Arrived at the Ranger station but unfortunately the Germans had got there first and claimed the first picnic bench. We quickly grabbed the second, fearing that they would annex it.

The ranger provided water and also sold us soda (see, I’m Americanised now. That’s pop or fizzy drink to you).

I decided I was in good shape to press on to the KOA campground.

Just to clarify, when I usually mention ‘campground’, for example ‘Little Jimmy’s’ from the other day, it is a basic camping area with, if lucky, a pit toilet and bear boxes, and no water. However this is a proper campground as we might understand it in the UK with showers, a little shop etc.

The long day leaves me with only a 10 mile walk to Hiker Heaven ( https://hikerheaven.com/). Will resupply there for the next section.

Day 36, Mile 418.6 (19.1 miles)

I felt much better this morning after last night’s rest – and the day only improved!

First, I reached the 400 mile marker! I need to up my speed if I intend to finish this trail, but nonetheless I am proud to hit this mark.

Just a mile after my camp spot, there is a hut with water called Camp Glenwood, often used by local scouts I believe. Well being the weekend, some fine folks were there and I got a second breakfast of eggs and quesadilla with fresh coffee – I felt like a hobbit. Moreover we finished it off with an early morning shot of tequila! It’s lovely to encounter such unexpected generosity.
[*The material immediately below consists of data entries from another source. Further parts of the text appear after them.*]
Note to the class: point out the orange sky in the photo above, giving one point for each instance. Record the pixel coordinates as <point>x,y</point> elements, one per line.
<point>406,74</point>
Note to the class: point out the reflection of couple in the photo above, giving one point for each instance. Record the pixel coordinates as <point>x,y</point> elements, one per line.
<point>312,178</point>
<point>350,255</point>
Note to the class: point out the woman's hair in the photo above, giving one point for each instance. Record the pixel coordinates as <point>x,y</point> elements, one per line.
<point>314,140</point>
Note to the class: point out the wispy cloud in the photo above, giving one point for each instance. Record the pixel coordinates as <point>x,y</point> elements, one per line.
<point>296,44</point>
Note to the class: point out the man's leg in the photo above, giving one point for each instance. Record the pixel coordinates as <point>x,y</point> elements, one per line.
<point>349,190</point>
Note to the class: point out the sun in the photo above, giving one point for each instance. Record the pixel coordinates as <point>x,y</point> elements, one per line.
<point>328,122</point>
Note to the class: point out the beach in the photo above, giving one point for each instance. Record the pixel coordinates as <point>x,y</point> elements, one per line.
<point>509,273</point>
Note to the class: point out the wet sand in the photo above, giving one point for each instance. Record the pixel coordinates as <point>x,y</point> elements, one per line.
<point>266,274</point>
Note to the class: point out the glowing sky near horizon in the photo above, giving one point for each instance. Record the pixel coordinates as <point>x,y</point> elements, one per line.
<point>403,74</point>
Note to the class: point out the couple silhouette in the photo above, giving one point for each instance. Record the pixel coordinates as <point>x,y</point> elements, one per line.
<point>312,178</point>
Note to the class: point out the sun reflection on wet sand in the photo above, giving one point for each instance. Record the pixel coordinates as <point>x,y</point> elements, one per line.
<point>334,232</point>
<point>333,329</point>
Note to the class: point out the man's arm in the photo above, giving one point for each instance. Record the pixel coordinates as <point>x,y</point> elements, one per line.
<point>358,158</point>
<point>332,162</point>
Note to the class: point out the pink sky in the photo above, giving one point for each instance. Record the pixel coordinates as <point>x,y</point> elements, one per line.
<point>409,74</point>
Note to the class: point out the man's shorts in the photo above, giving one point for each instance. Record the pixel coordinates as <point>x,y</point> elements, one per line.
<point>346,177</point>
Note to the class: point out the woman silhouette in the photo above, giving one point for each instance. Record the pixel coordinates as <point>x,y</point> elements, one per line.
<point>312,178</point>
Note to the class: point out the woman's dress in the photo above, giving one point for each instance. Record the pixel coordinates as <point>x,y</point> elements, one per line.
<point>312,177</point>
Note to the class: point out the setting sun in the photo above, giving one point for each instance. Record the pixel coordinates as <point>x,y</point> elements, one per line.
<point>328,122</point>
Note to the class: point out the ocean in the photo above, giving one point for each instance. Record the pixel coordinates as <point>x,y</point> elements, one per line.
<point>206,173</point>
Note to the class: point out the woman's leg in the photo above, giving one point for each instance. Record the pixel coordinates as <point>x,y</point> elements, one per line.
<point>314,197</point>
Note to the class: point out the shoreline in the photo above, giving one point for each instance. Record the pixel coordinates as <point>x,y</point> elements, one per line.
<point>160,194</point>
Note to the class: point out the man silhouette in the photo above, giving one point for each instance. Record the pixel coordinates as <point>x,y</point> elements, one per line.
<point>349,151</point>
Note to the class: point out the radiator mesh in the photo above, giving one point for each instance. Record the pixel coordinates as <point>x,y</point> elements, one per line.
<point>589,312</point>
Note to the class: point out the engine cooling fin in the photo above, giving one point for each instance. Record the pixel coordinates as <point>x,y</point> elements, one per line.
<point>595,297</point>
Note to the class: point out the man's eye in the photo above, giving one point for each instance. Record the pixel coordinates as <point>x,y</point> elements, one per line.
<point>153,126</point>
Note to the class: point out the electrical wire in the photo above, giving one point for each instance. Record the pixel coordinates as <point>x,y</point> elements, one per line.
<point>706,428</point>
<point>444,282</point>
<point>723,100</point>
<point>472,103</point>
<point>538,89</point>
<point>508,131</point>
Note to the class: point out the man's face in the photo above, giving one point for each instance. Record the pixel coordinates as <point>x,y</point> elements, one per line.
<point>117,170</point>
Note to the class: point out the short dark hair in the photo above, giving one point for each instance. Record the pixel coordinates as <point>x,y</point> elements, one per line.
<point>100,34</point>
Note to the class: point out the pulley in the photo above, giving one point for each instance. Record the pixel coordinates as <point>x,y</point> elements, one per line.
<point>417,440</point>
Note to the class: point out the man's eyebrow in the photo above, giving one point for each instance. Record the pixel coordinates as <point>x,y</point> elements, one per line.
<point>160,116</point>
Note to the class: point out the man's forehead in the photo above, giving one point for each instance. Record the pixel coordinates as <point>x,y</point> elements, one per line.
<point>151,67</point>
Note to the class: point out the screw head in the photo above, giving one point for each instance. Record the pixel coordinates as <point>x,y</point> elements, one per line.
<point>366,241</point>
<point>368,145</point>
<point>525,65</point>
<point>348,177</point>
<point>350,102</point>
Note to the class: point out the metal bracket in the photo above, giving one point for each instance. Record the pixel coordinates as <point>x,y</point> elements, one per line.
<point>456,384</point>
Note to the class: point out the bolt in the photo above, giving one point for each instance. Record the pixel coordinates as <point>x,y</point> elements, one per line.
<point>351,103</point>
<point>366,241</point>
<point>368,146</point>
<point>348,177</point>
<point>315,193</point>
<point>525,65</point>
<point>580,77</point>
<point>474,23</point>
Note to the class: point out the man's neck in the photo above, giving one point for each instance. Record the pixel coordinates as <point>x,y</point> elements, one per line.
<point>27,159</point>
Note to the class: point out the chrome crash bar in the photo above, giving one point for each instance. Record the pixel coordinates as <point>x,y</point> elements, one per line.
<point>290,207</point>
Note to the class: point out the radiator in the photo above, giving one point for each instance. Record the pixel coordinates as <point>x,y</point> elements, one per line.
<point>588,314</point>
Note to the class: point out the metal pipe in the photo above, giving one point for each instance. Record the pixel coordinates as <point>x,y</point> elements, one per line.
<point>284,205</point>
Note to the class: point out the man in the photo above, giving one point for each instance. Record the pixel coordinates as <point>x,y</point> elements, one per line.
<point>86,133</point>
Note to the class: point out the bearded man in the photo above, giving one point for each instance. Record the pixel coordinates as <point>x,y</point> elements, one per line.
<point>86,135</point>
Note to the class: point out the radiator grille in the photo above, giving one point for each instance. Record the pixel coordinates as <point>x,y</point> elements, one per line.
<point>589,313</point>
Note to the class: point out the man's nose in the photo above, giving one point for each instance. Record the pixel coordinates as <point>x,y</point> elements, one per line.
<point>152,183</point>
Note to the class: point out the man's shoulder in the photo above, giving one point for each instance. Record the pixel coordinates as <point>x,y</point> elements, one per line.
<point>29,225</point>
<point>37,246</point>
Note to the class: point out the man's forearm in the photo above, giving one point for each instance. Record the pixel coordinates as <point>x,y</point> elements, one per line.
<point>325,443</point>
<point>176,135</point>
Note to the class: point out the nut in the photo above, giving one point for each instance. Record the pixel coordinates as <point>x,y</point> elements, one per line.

The trail today was gorgeous, the weather mild. There were literally swarms of Monarch butterflies – I’m not exaggerating to say I saw more butterflies today than the rest of my life combined.

Then came the Japanese-American day hikers who gave me a bag on mini cucumbers and a bag of trail mix. Lovely people keen to chat.

And even better, some unexpected phone reception so I got to speak with Fleur too!

Ended up camping at Mill Creek Picnic Area with a lovely man called Pilgrim, next to a ‘No Camping’ sign…

Day 35, Mile 399.5 (15.6 miles)

I’ve finished with the snow for a while. It persisted for a couple of miles out of Little Jimmy’s Campground then petered out. Of course once the trail became easier I relaxed and promptly turned my ankle. Ouch.

To keep things interesting there was a short 1200′ climb in the morning. I think none of those who were on Baden Powell yesterday found it easy, everyone looked a bit tired.

The rest of the day was not strenuous but I still chose a camp spot before 4pm so I could take an easy evening.